Gosto muito deste texto e do local a que tão bem, e com o toque de jornalista, se refere: da concepção paisagística, da possibilidade de fruição por parte de várias faixas etárias. Mas é o historiador que acaba por introduzir uma parte não menos importante: a explicação da origem do nome. Não sabia que os saloios da Torre vinham velar a ribeira de tão farto caudal que permitia entrar barcos(hoje Ribeira das Vinhas) da ordem do Donatário no sentido de que a velassem na véspera de S. Bento, porque ainda tinha na memória o ataque anterior dos mouros que vinham para cativar gente. Exortava a que deixassem o medo e que habitassem essas terras junto da costa, para terem como melhor pagar a jugada (o imposto que lhe interessava, é claro). Muitos quiseram, os da Biscaia não. E ainda, lembrando um relatório de 1758 de Padre Marçal da Silveira, como o produto das multas aos que não queriam velar, era usado para uma farta merenda. Bem haja,José d´Encarnação. Um abraço.

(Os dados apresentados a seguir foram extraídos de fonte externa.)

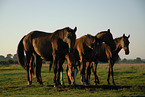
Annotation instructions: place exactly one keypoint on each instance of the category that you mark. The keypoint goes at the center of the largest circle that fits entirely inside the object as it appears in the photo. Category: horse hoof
(29, 83)
(62, 83)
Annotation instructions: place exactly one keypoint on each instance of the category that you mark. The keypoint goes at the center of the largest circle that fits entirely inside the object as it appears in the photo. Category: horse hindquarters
(38, 63)
(111, 64)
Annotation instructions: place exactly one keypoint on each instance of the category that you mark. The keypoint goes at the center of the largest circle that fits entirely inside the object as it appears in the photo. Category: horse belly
(44, 50)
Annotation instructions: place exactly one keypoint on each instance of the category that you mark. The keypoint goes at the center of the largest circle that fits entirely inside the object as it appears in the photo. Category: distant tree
(15, 57)
(9, 56)
(2, 57)
(118, 60)
(138, 59)
(124, 60)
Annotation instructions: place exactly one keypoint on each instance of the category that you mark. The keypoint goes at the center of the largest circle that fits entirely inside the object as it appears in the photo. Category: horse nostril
(126, 52)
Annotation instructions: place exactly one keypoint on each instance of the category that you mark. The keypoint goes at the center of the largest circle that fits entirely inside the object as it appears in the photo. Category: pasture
(129, 78)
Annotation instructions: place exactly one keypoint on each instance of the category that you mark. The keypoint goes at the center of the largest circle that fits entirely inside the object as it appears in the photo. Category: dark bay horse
(106, 55)
(84, 50)
(104, 36)
(53, 47)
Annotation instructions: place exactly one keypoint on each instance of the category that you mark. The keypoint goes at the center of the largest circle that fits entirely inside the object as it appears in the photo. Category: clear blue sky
(19, 17)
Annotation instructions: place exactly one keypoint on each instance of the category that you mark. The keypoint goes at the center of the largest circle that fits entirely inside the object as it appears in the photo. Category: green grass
(129, 78)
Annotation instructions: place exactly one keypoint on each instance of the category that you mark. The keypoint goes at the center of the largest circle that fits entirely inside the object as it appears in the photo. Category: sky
(19, 17)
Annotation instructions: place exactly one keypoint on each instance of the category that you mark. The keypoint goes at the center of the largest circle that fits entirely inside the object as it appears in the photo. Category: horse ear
(108, 30)
(128, 35)
(75, 29)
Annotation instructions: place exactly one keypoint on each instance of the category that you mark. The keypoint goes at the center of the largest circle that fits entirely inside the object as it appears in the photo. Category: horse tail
(20, 54)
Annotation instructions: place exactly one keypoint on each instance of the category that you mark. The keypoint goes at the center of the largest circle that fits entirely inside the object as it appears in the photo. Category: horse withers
(106, 55)
(46, 46)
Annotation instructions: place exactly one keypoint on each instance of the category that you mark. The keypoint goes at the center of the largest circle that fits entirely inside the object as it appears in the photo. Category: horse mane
(59, 32)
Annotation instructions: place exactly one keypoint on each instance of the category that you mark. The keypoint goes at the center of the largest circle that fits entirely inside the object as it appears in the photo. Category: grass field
(129, 78)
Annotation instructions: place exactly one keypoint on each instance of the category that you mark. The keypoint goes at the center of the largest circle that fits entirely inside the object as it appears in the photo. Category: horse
(84, 50)
(54, 47)
(104, 36)
(107, 37)
(106, 55)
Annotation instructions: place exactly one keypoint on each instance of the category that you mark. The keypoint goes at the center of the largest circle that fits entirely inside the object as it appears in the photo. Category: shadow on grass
(93, 87)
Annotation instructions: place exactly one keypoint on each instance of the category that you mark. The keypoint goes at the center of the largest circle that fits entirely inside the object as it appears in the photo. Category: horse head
(107, 37)
(69, 37)
(125, 43)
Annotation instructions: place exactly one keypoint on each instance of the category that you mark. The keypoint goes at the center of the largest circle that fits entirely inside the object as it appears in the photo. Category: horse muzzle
(126, 52)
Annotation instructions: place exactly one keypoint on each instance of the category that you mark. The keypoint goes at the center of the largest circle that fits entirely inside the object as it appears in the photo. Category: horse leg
(94, 69)
(55, 70)
(112, 73)
(58, 73)
(61, 70)
(88, 73)
(31, 69)
(111, 63)
(70, 60)
(38, 63)
(28, 56)
(69, 81)
(82, 71)
(50, 66)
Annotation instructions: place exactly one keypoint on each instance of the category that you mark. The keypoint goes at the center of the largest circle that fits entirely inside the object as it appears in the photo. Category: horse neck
(118, 45)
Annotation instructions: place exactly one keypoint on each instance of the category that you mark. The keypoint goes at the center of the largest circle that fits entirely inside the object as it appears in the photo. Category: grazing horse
(106, 55)
(53, 47)
(84, 50)
(104, 36)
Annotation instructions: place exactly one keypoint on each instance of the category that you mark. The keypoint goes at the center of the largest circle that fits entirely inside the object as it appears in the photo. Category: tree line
(12, 59)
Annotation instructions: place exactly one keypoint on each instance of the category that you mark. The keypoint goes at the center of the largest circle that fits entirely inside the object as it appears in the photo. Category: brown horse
(106, 55)
(84, 50)
(104, 36)
(54, 47)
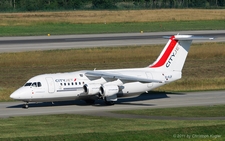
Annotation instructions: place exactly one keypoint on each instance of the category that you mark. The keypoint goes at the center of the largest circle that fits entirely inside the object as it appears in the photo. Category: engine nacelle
(91, 89)
(109, 90)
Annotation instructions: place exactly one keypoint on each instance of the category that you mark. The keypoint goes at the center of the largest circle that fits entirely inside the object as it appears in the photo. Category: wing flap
(115, 76)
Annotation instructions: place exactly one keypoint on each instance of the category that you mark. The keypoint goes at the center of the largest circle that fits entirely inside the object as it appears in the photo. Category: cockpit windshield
(34, 84)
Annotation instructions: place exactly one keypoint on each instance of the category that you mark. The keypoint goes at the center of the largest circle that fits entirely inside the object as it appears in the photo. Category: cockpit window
(28, 84)
(34, 84)
(39, 84)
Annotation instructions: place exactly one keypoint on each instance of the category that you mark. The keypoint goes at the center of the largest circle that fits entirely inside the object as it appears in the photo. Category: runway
(33, 43)
(150, 100)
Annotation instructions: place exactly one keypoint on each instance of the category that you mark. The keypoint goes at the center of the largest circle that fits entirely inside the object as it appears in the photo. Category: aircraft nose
(18, 94)
(15, 95)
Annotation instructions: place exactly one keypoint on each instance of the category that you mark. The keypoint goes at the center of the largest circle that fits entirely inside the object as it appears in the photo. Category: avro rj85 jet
(108, 85)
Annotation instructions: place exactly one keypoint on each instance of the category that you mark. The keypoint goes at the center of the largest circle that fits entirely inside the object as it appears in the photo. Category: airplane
(109, 85)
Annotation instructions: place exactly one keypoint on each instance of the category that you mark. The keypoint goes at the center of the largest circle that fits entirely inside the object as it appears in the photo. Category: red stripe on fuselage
(166, 54)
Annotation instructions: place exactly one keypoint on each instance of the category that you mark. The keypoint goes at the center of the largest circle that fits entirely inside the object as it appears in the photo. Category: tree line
(47, 5)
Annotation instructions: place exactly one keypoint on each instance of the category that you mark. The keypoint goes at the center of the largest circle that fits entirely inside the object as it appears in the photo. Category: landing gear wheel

ResponderEliminarNasci há 83 anos ali um pouco abaixo, na borda da ribeira das vinha, na "Casa da Horta de Santa Clara", hoje biblioteca Municipal. Mas a história desta ribeira, destas varzeas, que foram cultivadas pelos saloios deveria ser contada. José d'Encaernaço será que combinamos ums conferência sobre a história da varzea da ribeira das vinhas e dos sescobrimentos etc.. Era giro. O que dizes???
ResponderEliminarE o unknown... é? E também a Horta de -Santa Clara tem que se lhe diga! E muito para contar! Grato pela atenção!